According to him, in particular, difficulties arose with engines from Germany.
“We have, for example, one ship, for which the German engine supplier announced a recall campaign, notified us about it and has not come [to install the engine] for the fifth month. And they explain this by the fact that, even though the contract was signed, and the engine was delivered to our plant, they have to re-apply to BAFA (Federal Office for Economics and Export Control of Germany),” Rakhmanov was quoted as saying by TASS.
In March 2021, the Norwegian government refused to approve the sale of Bergen Engines, which specializes in the production of marine engines, to the Russian Transmashholding.

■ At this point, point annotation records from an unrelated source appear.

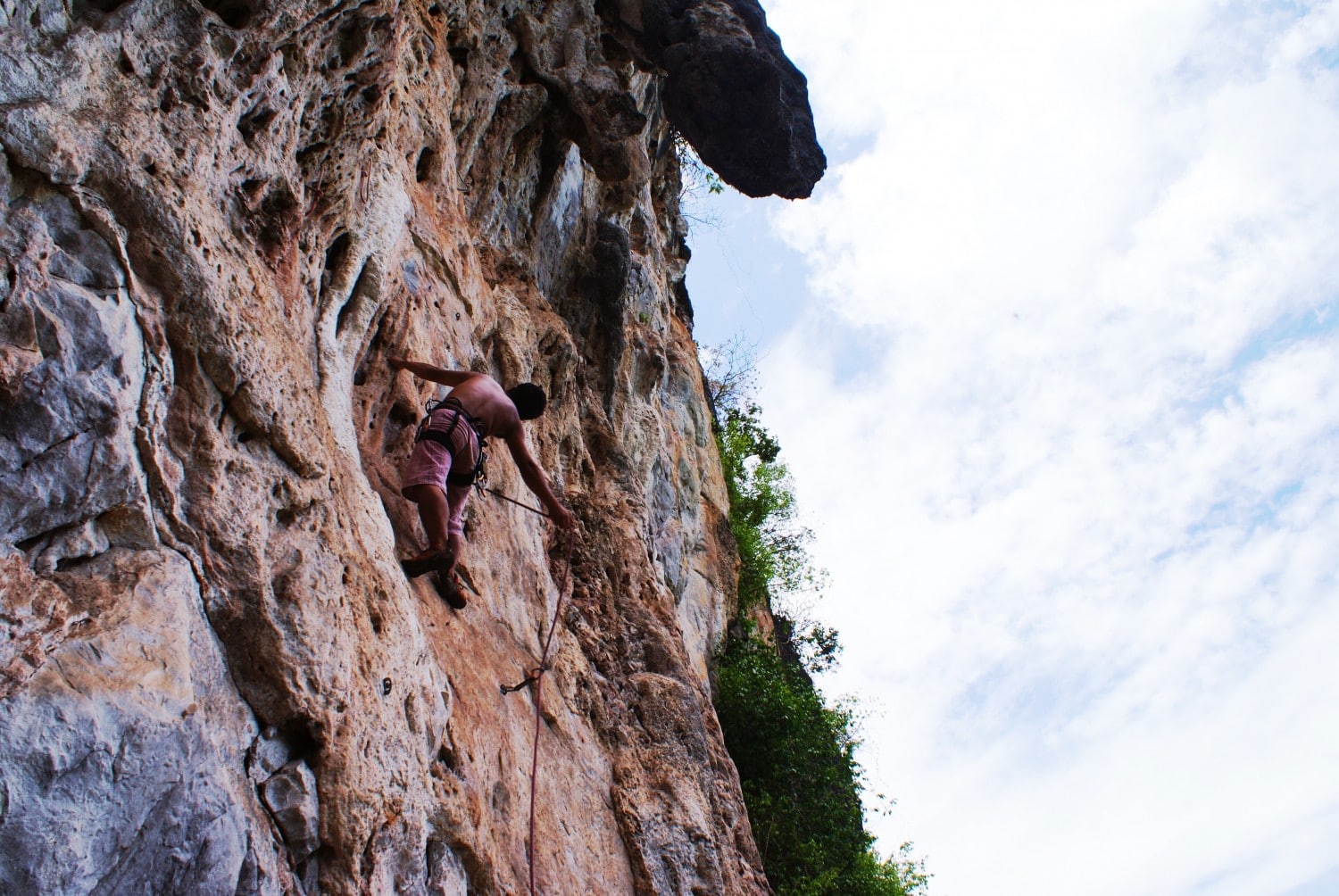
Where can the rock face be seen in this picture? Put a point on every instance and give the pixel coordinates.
(216, 224)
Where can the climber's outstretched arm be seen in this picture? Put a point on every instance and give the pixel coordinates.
(535, 478)
(452, 377)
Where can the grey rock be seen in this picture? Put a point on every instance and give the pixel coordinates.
(291, 796)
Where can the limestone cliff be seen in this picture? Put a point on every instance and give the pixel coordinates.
(216, 224)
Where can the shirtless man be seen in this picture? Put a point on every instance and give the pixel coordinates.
(441, 469)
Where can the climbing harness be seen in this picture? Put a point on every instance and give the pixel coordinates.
(536, 679)
(444, 436)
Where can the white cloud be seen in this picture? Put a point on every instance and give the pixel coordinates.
(1079, 507)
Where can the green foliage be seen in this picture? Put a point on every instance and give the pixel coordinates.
(801, 781)
(794, 754)
(773, 550)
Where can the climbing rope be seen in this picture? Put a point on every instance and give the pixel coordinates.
(536, 679)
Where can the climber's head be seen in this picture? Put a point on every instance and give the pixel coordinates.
(529, 399)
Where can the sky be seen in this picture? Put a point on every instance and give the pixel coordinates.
(1052, 353)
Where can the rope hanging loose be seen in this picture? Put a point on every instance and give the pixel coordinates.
(536, 679)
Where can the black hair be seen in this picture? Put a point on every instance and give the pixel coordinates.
(529, 399)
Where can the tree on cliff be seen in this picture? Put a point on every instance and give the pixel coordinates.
(794, 754)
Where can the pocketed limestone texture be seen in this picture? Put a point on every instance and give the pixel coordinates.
(216, 224)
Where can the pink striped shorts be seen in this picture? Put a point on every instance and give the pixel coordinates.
(431, 462)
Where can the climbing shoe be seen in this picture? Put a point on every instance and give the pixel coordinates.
(439, 560)
(452, 590)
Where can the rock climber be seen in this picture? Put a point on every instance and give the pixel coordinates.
(449, 452)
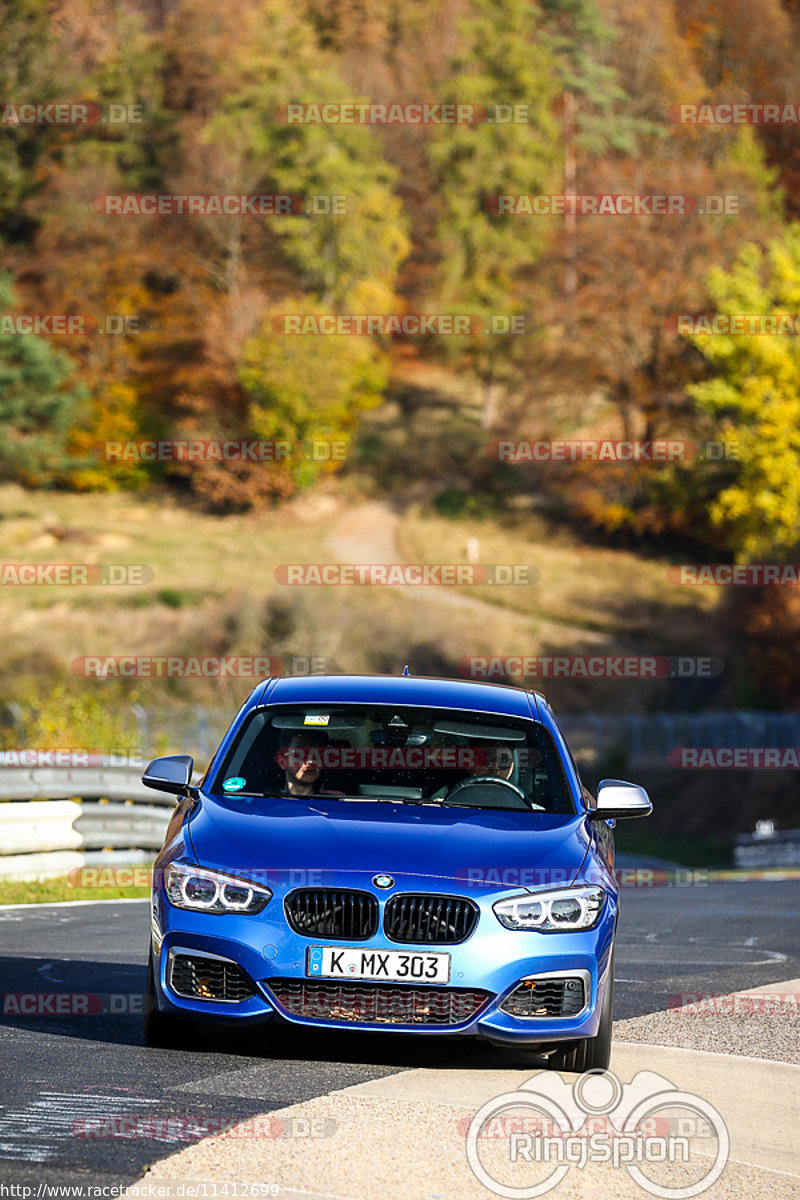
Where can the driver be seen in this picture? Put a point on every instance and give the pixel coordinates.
(301, 761)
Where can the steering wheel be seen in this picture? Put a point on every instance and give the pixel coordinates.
(498, 781)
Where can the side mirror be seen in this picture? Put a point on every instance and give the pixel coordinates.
(173, 774)
(617, 798)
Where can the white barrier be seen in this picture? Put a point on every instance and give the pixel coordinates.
(55, 820)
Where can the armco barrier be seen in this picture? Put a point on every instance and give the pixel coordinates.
(54, 820)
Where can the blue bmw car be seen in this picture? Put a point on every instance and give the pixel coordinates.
(373, 852)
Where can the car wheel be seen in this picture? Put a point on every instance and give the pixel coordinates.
(160, 1029)
(589, 1054)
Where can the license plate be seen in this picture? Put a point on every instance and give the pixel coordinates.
(396, 966)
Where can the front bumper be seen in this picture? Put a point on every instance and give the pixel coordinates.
(492, 960)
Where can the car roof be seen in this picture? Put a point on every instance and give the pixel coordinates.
(416, 690)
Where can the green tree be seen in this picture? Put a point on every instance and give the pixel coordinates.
(755, 396)
(40, 403)
(483, 257)
(310, 387)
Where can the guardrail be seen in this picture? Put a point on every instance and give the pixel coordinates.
(54, 820)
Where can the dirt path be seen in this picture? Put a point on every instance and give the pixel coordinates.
(368, 534)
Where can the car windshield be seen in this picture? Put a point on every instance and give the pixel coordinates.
(400, 755)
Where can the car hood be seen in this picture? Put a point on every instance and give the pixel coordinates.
(337, 843)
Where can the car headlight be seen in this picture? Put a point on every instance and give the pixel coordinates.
(567, 909)
(204, 891)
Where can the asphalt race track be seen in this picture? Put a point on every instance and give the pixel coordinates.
(58, 1071)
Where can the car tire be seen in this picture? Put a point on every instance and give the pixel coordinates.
(160, 1029)
(589, 1054)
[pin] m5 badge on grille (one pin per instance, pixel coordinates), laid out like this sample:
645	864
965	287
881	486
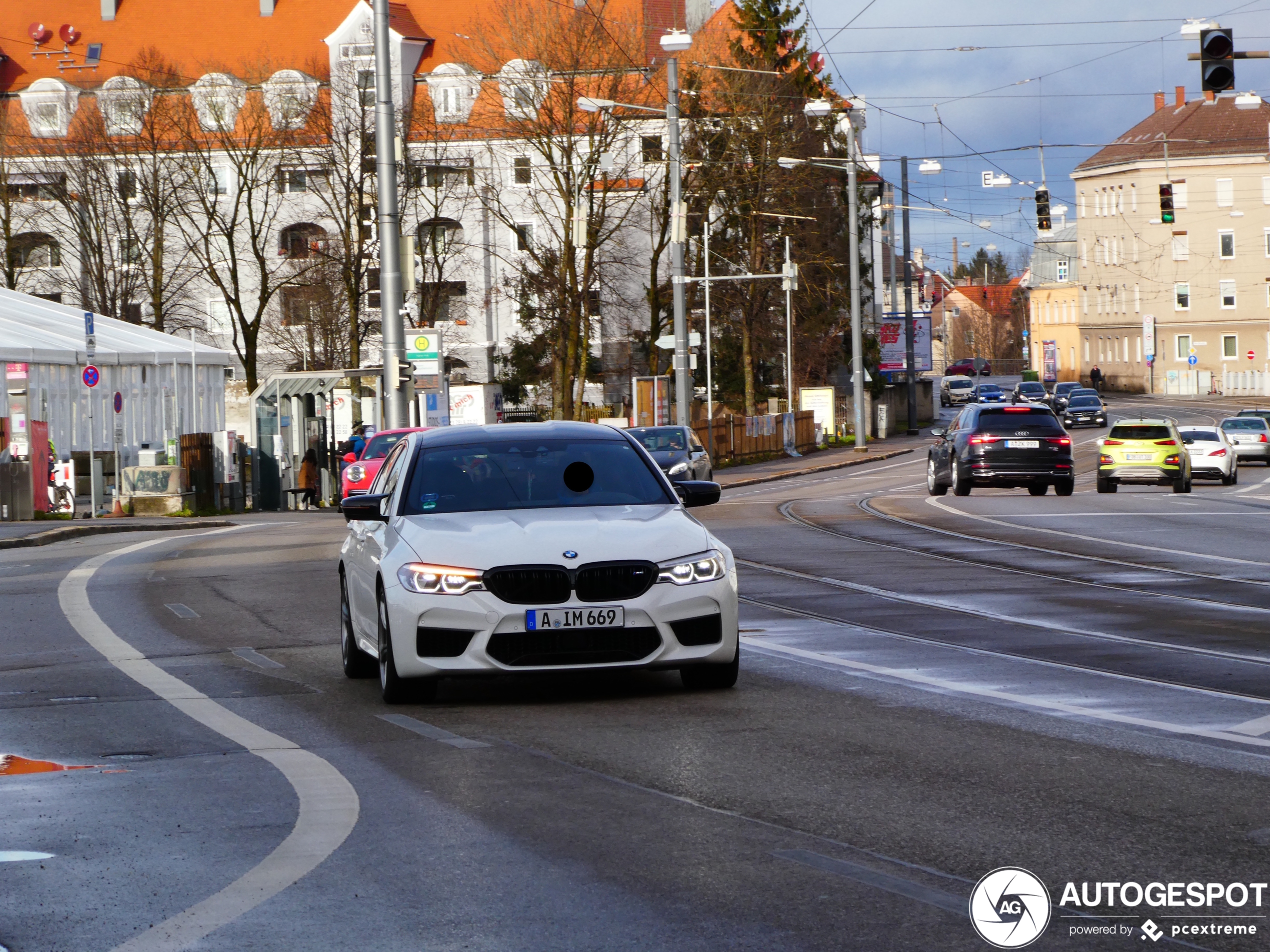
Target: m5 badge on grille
598	617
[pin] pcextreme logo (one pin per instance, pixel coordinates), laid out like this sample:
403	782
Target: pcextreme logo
1010	908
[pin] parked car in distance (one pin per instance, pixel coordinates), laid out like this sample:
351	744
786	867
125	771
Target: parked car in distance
990	394
1212	455
1250	437
1085	410
1062	391
1032	390
676	450
956	390
358	476
967	367
1146	452
1019	445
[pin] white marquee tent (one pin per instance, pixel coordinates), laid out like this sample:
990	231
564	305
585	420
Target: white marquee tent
152	371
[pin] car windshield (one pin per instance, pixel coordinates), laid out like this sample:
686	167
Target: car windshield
380	445
531	474
1140	431
660	438
1010	421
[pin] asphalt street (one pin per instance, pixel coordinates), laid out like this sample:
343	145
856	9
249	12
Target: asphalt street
932	688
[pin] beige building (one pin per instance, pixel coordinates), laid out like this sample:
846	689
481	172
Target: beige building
1203	278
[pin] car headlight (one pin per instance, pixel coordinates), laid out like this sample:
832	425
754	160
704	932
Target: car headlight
705	567
438	579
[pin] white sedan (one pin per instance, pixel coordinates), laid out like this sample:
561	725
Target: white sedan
530	548
1212	455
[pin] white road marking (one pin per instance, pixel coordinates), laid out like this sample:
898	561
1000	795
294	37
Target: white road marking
939	504
328	803
1255	728
1009	697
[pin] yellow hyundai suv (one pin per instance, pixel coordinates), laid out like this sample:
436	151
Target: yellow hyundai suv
1146	452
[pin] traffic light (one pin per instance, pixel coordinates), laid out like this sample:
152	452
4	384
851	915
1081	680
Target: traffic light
1166	203
1217	59
1043	222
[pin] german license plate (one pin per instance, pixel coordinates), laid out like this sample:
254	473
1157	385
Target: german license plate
591	617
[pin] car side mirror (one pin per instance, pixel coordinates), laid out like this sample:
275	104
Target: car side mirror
365	508
694	493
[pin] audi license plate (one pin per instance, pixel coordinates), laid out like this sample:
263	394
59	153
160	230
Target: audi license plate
596	617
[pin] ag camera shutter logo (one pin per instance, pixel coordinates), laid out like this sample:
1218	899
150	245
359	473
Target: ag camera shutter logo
1010	908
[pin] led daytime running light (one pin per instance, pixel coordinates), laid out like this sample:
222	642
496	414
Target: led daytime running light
438	579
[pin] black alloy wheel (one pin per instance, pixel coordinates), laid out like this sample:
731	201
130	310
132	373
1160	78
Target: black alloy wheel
358	663
396	688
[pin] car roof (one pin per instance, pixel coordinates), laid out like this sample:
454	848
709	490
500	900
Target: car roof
501	432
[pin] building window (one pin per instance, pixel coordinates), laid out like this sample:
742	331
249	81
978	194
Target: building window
1227	294
1226	244
1182	247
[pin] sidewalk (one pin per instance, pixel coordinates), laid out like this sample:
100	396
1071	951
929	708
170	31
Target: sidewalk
820	461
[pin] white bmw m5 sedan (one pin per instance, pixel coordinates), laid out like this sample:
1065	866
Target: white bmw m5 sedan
531	548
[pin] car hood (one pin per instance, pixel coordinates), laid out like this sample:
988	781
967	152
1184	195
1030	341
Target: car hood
542	536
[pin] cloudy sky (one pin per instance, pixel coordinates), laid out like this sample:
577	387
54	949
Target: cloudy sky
1094	69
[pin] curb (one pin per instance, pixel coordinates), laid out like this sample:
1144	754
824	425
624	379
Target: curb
51	536
856	461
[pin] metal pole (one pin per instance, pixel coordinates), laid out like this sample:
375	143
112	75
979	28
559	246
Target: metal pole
789	332
858	344
908	305
705	234
390	229
678	226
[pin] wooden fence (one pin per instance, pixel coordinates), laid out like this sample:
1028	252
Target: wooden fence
737	442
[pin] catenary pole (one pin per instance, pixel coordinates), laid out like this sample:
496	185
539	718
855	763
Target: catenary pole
390	229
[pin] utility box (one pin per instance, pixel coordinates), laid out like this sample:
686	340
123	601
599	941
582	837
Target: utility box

Transmashholding, the largest machine-building holding in Russia, whose factories are building power systems for the United Shipbuilding Corporation, planned to purchase the Norwegian engine manufacturer from the British corporation Rolls-Royce for 150 million euros. But the deal, which would have opened Russia’s access to Western marine engine technology, was blocked by Norway’s National Security Authority.
Established in 1946, Bergen Engines is a supplier to the Norwegian Navy and also maintains more than 5,000 power systems in service. “The Russian company cannot be allowed to maintain critical defense equipment,” the Norwegian Defense Ministry and the Ministry of Justice said in a joint statement at the time.
According to the Russian Centre for Statistics and Monitoring of S&T and Innovation, almost a third of all advanced technologies that are used in production in the Russian Federation are purchased abroad. At the same time, in the period 2011-18, technological dependence grew steadily: the share of imports jumped from 21.1% to 29.3%.